Kalau sudah seperti ini, rasanya perekonomian rakyat merupakan sebuah strategi yang harus kita selamatkan dari perssaingan perekonomian saat ini. Selain itu pola konsumsi yang tertata dan sederhana sebagai cirri khas bangsa akan menjadikan perekonomian tradisonal menjadi kuat walaupun harus bersaing dengan perekonomian lainnya di era globalisasi ini. Dan pada akhirnya semua itu tergantung pada masyarakat yang menghendaki masa depan yang lebih baik untuk merencanakan visi mengenai kehidupan yang elegan dengan menggunakan teknologi untuk merekonstruksi perekonomian, masyarakat dan kebudayaan kita dalam cara-cara positif dan berjuang melawan hal yang kita anggap bersifat menghambat kemajuan. Dengan berbekal pada kemampuan selektif dengan bermodalkan kematangan dari rasionalitas (intelektualitas) serta kedewasaan mentalitas. Corak kebudayaan manusia nantinya akan banyak ditentukan oleh kehandalan dalam proses penyerapan dan internalisasi sains dan teknologi kedalam infrastruktur kesadaran hidup dari suatu masyarakat dan bangsa.
***
Pengalaman masa kolonial dan pasca kemerdekaan menunjukkan, bahwa kekuatan nasional dan lokal mampu menjadi alat untuk menggalang kekuatan melawan kapitalisme dan liberalisme. Oleh karena itu di masa sekarang ini, hanya dengan kekuatan lokal warga bangsa mampu menghadang kekuatan neo kapitalisme dan neo liberalisme. Kekuatan-kekuatan lokal yang selama ini mulai lemah perlu dibangun kembali, sehingga mampu mengimbangi kekuatan global.
Proses yang dapat dilakukan dalam mengokohkan kekuatan lokal tersebut melalui pendidikan kritis. Pendidikan masyarakat yang selama ini sudah terbangun melalui pesantren, kyai, ajengan, dan tokoh-tokoh lokal ternyata memiliki daya ampuh untuk mengimbangi kekuatan luar. Oleh sebab itu, perlu dibangun terus kekuatan-kekuatan lokal tersebut dengan pendidikan yang membebaskan meskipun tetap membuka diri dengan kemajuan tetapi tidak terpengaruh dengan arus budaya kapitalis yang secara laten memiliki agenda menjajah dan menindas.

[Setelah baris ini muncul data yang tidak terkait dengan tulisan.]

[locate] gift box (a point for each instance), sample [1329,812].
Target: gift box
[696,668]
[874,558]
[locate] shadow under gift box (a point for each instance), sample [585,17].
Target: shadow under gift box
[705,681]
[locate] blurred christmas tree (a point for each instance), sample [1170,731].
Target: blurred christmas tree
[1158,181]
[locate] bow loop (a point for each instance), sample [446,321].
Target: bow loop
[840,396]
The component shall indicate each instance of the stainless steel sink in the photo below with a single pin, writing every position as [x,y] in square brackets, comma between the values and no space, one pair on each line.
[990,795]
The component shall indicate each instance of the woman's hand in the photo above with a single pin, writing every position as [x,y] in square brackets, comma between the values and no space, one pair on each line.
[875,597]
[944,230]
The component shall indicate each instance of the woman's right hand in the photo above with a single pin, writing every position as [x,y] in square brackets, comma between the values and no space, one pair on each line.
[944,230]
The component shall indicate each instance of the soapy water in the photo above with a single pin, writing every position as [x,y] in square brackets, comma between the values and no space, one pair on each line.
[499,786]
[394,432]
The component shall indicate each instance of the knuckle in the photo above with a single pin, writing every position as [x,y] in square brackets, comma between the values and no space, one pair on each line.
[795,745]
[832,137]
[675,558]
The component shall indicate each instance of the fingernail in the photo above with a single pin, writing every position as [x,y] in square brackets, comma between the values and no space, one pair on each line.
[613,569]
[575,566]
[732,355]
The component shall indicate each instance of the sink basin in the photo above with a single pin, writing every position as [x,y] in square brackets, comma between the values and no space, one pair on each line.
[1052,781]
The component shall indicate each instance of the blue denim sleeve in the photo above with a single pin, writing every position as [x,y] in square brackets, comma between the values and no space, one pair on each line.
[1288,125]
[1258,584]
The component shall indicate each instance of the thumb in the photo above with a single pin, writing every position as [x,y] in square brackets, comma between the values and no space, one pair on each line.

Dan menurut Irma Adelman dalam Mansour Fakih (op.cit.) bahwa revolusi bukanlah pilihan Negara-negara miskin, menurutnya untuk mencapai pemerataan ekonomi diperlukan human resource development yaitu penciptaan sumber daya manusia . Karena selam ini SDM Indonesia dirasa kurang mampu bersaing secara keseluruhan dengan Negara lain di era globalisasi ini, sehingga posisi tawar Negara Indonesia sebagai Negara berkembang sangat minim. Oleh karena itu pendidikan dan mutu atau kualitas masyarakat Indonesia perlu ditunjang menjadi lebih baik lagi agar mampu bersaing dan berdiri sejajar dengan Negara lain dan bukan hanya menjadi Negara konsumen saja (Negara yang dengan angka konsumsinnya tinggi).